たとえ意識の高い人が、毎日1冊コツコツ読んだとしても、死ぬまでにせいぜい約26,000冊しか読めません。これは、世界の全書物の0.02%。人生は有限ですよね。
何を読めばいいか分からない人は、まず “読まなくてもいい本” を決めるべきだと、橘さんは言います。では、具体的にどのように読まない本を決めていくのでしょうか?
2. 読むべき本と、読まなくてもいい本の見分け方
どういう基準で読まなくてもいい本を決めていくのか。その線引きとなるのは、20世紀半ばから約半世紀で起きた、“知のビッグバン”と言われる大きな変化です。
これは、それ以前の学問の秩序を組み替えてしまうほどの大きなもので、何千年も続いた哲学などの学問が覆ってしまうほどの衝撃でした。
このビッグバンの原動力となっているが、
- 複雑系
- 進化論
- ゲーム理論
- 脳科学
- 功利主義
などの分野で、現代において爆発的な進歩を遂げています。
ということは、20世紀半ば以前をバッサリ切って、これらを押さえておけば、科学の最先端に効率的に到達することができるということです。
書物を科学のビッグバン以前と以後に分類し、ビッグバン以前の本は読書リストから、とりあえず除外。ビッグバン以前の書物を読んでもコスパが悪いと著者は言います。
例えば、数千ページにおよぶ古典的で難解な理論書の内容が、現代ではあたりまえ既知のこととなっていることがあります。
フロイトの難解な哲学書を読んでも、現在の科学の知見からは間違っていることが多いということが明らかになっています。古い価値観でできている知識を学んでも、相対的に参考になることはあれど、ほとんど無意味です。
むしろ、その考えを今更信じてしまうことによって、有害であることさえありえます。
仮にいま“ガラケー”の説明書を読めと言われても、意味なくない?となりますよね。哲学や文系の心理学は、これと同じような運命にあります。
それ自体を否定するものではありませんが、“最先端にたどり着きたい”という意識の高い人は、先にあげた分野の本を読むべきなのです。
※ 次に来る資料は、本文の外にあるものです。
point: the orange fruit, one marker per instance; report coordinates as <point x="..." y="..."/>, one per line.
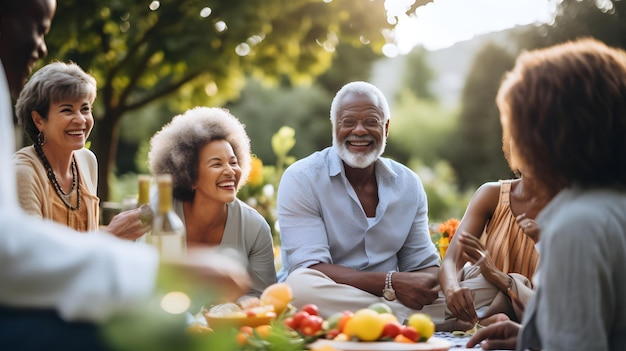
<point x="278" y="295"/>
<point x="263" y="331"/>
<point x="246" y="330"/>
<point x="241" y="338"/>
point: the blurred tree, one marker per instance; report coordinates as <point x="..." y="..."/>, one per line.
<point x="601" y="19"/>
<point x="305" y="108"/>
<point x="419" y="75"/>
<point x="198" y="52"/>
<point x="475" y="150"/>
<point x="264" y="110"/>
まず私たちがやるべきことは、このような新しい分野の“本の大まかな地図”を手に入れること。進化論や脳科学は難解な印象ですが、優れた入門書が多くあるので、高校生にも理解できるそうです。
これらに触れておくことで、難解で高尚なことを言っているに思える本でも、知のビッグバン以前に書かれているなと、それ以後の知見を理解できていないものを見分けることができるようになります。
今回は、橘玲さん直伝の読むべき本の選定方法を紹介しました。もちろん、哲学や思想は大切ですし、趣味として読書を楽しめたい人にこの方法を勧めているわけではありません。
効率よく新しい最先端の知識を身に付けたい人に向けての内容であるということを、ご理解ください。詳しく知りたい方は本書、橘玲さんの「読まなくてもいい本の読書案内」をぜひ手にとってみてください!